Incoming and outgoing calls are shown on the home screen, along with missed call status.
The E61i has a very good software bundle built into it. Included is a copy of Quickoffice which gives you the ability to edit Microsoft Excel, Word and Powerpoint files right on the phone.
There are also several media players on the device, including RealPlayer, Flash Player and an MP3 player.
The music player has a simple interface and supports MP3 and AAC formats. You can play music through the built-in speaker or through the proprietary earbud (yes, earbud… not earbuds) included with the phone.
The 2 megapixel camera has a simple interface and takes mediocre pictures. I guess a so-so camera is better than no camera at all. Right?
The web browser is pretty good if you don’t mind surfing on a tiny display. You use the 5-way nav button as a pseudo mouse to move to the links that you want to click on.
Image rendering isn’t too bad and moving backwards and forwards through pages that you’ve visited is done through a convenient thumbnail view of the pages.
I didn’t find the messaging client to be all that friendly. It’s one application that you use for text messaging and email. Accessing email is painfully slow. I used it to access my IMAP account, so maybe that’s why it might be slower than with POP. Even though I had it set to pull down full messages, it would only download the headers. Then if I wanted to read a message, it would have to pull that down. It just felt very cumbersome to me.

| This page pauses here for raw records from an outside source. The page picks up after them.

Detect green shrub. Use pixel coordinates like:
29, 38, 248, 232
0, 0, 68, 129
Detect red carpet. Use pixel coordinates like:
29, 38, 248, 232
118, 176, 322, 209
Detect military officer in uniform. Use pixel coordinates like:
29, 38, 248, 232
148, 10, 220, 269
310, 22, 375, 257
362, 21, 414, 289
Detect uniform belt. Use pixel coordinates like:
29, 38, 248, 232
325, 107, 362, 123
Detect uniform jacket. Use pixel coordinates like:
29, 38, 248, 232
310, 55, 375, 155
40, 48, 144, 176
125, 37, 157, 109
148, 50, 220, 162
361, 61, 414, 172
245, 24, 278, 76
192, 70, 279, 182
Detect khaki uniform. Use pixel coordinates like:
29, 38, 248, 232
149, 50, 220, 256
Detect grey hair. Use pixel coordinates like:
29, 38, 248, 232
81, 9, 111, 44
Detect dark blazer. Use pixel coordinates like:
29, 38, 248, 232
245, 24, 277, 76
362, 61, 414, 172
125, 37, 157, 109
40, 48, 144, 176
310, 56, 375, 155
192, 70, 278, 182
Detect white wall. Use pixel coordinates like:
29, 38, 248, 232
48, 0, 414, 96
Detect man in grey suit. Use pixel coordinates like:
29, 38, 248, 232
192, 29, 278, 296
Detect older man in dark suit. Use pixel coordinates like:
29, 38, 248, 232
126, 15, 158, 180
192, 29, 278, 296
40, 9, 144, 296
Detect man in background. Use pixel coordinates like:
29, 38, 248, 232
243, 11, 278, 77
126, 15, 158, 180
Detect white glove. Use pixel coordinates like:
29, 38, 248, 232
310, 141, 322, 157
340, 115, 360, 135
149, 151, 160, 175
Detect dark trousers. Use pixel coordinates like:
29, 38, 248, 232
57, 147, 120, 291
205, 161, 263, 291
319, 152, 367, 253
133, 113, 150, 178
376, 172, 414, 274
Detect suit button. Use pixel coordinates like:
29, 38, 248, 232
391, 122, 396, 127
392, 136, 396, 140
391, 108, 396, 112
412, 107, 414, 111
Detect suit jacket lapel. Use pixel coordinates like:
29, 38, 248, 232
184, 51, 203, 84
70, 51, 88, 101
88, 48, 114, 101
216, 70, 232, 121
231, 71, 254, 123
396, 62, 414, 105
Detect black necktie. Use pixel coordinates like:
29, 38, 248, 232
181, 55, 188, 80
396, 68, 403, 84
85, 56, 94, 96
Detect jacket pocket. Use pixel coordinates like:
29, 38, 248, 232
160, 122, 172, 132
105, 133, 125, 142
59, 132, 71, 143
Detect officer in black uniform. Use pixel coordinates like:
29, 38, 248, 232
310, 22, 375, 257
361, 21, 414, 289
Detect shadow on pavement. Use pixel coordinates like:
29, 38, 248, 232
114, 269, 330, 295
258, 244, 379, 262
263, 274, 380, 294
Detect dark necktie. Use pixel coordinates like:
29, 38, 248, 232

I also don’t love the way this phone handles text messages. The message does not show up on the display when it comes in. Your phone just beeps and tells you that you have a messages waiting. You have to then navigate to the message to read it, which takes too many key presses for my liking.
When I purchased the Nokia E61i, I was hoping to fall in love with it. Unfortunately, that hasn’t happened. While I do appreciate some aspects of this phone (namely the great reception), the size, cramped keyboard and overall feel of the OS just don’t do it for me. At least this time I can say that I gave a Symbian device a real honest to goodness try. It’s time for me to get back to my quest to find my perfect phone. Wish me luck with my next try.